Thomas Chalmers (rugby)
|Birth name||Thomas Chalmers|
|Date of birth||19 March 1850|
|Place of birth||Glasgow, Scotland|
|Date of death||25 May 1926|
|Place of death||Glasgow, Scotland|
|Rugby union career|
Thomas Chalmers was born in Glasgow, the son of a merchant draper. He married Marion Dun Carrick, sister of the famed James Stewart Carrick, in 1883 and they had one son, Archibald Patrick Chalmers, born in 1888. Thomas Chalmers died in Glasgow in 1926.
One of the earliest Scottish players, he is sometimes considered the first great Scottish rugby fullback. He played in the first six international test matches, all of them against England, between 1871 and 1876, including Scotland's very first match. He was a solid tackler, good kicker and handy dribbler (a tactic of the time). He played club rugby for the Glasgow Academicals, which was the strongest club in Scotland at the time.

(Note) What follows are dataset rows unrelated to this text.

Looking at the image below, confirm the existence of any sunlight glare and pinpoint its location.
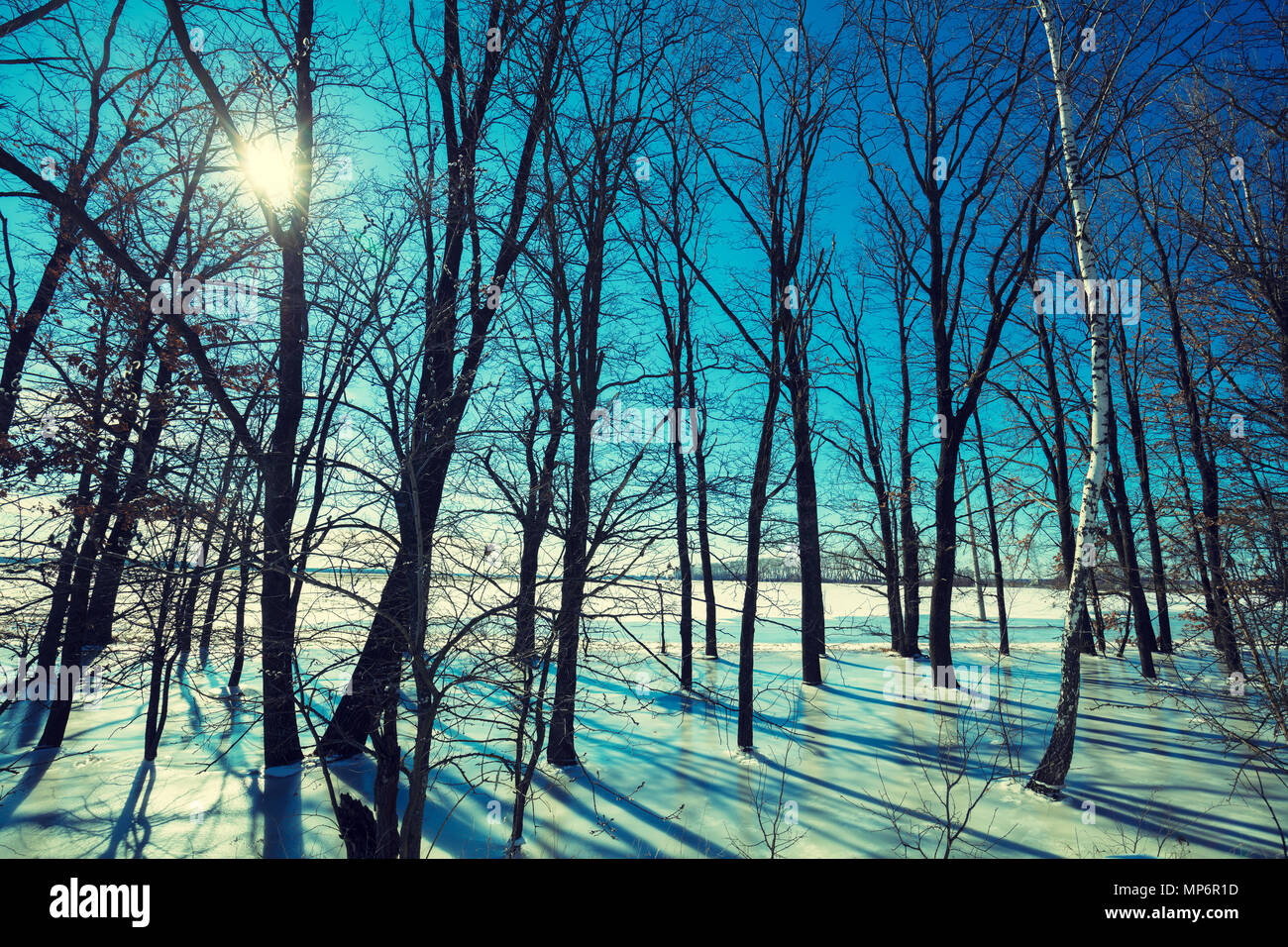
[245,138,295,206]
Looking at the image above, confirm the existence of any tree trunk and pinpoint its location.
[1027,0,1109,795]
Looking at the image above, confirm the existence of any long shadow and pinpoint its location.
[99,760,158,858]
[248,773,304,858]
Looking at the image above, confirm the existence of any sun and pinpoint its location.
[244,138,295,206]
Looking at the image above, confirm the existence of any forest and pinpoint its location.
[0,0,1288,860]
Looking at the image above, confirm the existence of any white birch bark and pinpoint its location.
[1029,0,1109,795]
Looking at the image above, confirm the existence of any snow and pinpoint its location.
[0,578,1288,858]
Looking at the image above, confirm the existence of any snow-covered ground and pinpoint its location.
[0,579,1288,858]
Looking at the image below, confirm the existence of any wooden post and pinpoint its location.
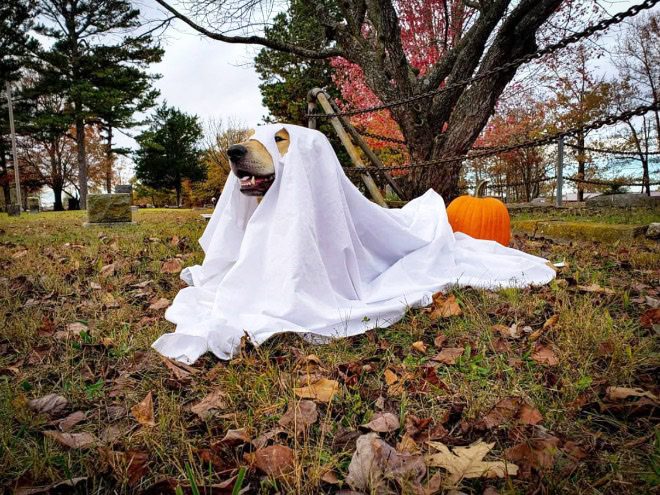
[310,88,387,208]
[324,92,407,201]
[555,136,564,206]
[5,81,23,212]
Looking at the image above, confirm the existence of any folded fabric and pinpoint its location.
[153,124,554,364]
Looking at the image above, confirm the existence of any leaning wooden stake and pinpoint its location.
[308,88,387,208]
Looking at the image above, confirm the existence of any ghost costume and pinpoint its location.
[153,124,554,364]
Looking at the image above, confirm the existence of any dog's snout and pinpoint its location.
[227,144,247,162]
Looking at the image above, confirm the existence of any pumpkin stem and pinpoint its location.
[474,179,488,198]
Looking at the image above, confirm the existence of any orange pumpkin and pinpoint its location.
[447,180,511,246]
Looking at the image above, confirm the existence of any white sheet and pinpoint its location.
[153,124,554,364]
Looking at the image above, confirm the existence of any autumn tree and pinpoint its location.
[157,0,604,200]
[135,103,206,205]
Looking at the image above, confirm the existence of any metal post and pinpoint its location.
[6,81,23,212]
[555,136,564,206]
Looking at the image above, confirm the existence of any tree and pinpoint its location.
[135,103,206,205]
[36,0,162,208]
[156,0,594,200]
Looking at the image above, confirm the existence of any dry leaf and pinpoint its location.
[293,378,339,402]
[431,347,465,364]
[190,390,227,419]
[245,445,296,478]
[531,345,559,366]
[149,297,170,310]
[160,258,183,273]
[346,433,426,493]
[277,400,319,435]
[383,370,399,385]
[605,387,658,400]
[360,413,400,433]
[412,340,426,354]
[431,292,463,318]
[427,440,518,485]
[42,430,98,449]
[131,392,156,427]
[28,394,68,416]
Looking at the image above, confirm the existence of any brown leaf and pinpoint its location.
[149,297,170,310]
[531,345,559,366]
[431,292,463,318]
[293,378,339,402]
[277,400,319,435]
[160,258,183,273]
[190,390,227,419]
[346,433,426,493]
[640,308,660,329]
[431,347,465,364]
[131,392,156,427]
[42,430,98,449]
[360,412,399,433]
[245,445,296,478]
[28,394,68,416]
[605,387,658,400]
[427,440,518,485]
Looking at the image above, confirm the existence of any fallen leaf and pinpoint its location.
[431,347,465,364]
[412,340,426,354]
[277,400,319,435]
[160,258,183,273]
[131,392,156,427]
[605,387,658,400]
[360,412,400,433]
[383,370,399,385]
[293,378,339,402]
[190,390,227,419]
[245,445,296,478]
[427,440,518,485]
[149,297,170,310]
[531,345,559,366]
[346,433,426,493]
[431,292,463,318]
[28,394,68,416]
[42,430,98,449]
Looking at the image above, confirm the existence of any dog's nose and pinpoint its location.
[227,144,247,162]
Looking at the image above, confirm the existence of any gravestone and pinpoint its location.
[28,196,41,213]
[84,194,133,227]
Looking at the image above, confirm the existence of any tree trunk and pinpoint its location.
[76,112,87,210]
[577,132,584,201]
[105,126,113,194]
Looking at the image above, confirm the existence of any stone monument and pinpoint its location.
[84,193,134,227]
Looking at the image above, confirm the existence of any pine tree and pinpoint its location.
[135,103,206,205]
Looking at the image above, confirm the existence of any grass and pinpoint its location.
[0,210,660,495]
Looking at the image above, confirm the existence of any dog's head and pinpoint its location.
[227,129,289,196]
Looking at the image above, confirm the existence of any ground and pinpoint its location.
[0,210,660,495]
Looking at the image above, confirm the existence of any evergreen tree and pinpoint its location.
[36,0,162,208]
[135,103,206,205]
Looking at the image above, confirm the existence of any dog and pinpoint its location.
[227,129,290,197]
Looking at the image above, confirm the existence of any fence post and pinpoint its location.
[555,136,564,206]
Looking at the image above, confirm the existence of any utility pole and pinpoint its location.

He played in the world's first inter-district provincial match on 23 November 1872. Chalmers represented Glasgow District in their match against Edinburgh District on that date.
In October 1872, Chalmers took part in a trial match for the Scotland team for the first association football international match against England and was named in the list of 17 possible players. Chalmers was praised as "a capital goalkeeper, albeit the rules were new to him." In the event, the entire Scottish team was made up of members of the Queen's Park club.
He was a cousin of the Neilson brothers, who played for Scotland and then became Presidents of the SRU (then the Scottish Football Union) and his nephew John Knox played in the 1903 Triple Crown winning rugby team.
He also represented Scotland at cricket. He was an excellent batsman and a good medium paced bowler. On one occasion playing for West of Scotland against Australia in 1878 he scored 38 against the bowling of Fred Spofforth, Garrett and others.